Dueling Film Reviews - Round One: JDub on The Hurt Locker

Posted 2/05/2010 by JDub in Labels: , , ,
People have been recommending I watch The Hurt Locker for some time now, and everyone was saying the same thing: they all loved it in spite of being sick and tired of war movies.

I too am sick and tired of war movies (and zombie/vampire movies), but we've seen Inglorious Basterds to be a fresh and compelling take on the World War II era. It is not a "war movie" per se, but rather a movie set during a war.

The Hurt Locker does use a very standard "war movie" organizing structure: the battle scene. The plot is driven by successive fights, standoffs, skirmishes, and and chases which move the characters and the viewer through the story.

But indeed there is something different about this film.. something that sets it apart from previous war movies. Sure, it may be about American soldiers in combat situations in Iraq, but it doesn't feel, function, or end in the way in which we'd expect a classic war movie to feel, function, or end.

In fact, I'd go so far as to say that The Hurt Locker isn't actually a war movie at all.

The fighting and bloodshed in traditional war movies is virtually always validated in the end when the forces of good prevail over the forces of evil. The battles can only be significant and interesting if they affect some kind of change and drive the movie's plot to a resolution.

In The Hurt Locker, however, we get no sense of progress, nor do we get the sense that all of the conflict and killing is leading anywhere tangible at all. To me, it becomes a film about survival, with the number of days remaining on their detail constantly flashing on screen always reminding us how much longer they must survive, and every minute is tense.

Rather than end with a great victory or an epic honorable martyr-like death for one or more of the characters, The Hurt Locker ends more or less as it started: another day, another bomb to diffuse.
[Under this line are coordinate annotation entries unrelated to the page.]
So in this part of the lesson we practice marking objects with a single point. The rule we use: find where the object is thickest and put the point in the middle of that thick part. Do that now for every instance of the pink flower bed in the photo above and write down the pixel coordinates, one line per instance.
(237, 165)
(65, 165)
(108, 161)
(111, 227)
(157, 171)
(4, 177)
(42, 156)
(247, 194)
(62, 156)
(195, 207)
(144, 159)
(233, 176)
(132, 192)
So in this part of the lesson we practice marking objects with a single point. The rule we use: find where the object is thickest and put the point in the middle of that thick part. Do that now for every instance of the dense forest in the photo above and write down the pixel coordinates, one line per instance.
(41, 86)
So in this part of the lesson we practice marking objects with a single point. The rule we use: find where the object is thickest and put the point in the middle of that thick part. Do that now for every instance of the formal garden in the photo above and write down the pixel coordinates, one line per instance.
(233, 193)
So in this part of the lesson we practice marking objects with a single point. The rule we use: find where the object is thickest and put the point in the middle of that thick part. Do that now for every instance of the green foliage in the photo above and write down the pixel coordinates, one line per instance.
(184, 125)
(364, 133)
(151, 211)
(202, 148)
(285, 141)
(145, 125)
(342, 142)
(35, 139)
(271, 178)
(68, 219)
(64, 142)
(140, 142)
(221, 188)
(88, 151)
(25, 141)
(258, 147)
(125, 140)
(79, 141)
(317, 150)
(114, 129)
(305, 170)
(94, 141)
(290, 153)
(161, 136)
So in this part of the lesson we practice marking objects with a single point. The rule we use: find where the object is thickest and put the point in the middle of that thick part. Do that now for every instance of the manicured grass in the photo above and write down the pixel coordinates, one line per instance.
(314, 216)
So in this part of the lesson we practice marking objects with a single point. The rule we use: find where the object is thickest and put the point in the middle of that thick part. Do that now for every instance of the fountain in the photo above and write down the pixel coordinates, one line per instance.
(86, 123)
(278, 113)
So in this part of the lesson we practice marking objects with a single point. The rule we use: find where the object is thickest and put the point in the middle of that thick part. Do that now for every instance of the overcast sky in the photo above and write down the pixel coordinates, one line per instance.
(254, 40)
There seems to be an infinite number of unexploded IED's and random insurgents, and we dont get much in the way of reason to believe the conflict will ever end at all.

Insead, I'd call The Hurt Locker a survival film set within a war. It seems to be more focused on its portrayal of Iraq post US invasion and on the effect Iraq has on the soldiers. There is hope present, somehow: not hope of an end to the conflict, but rather a simpler kind of hope that the characters will at least live to see tomorrow... but they'll just be risking it all again.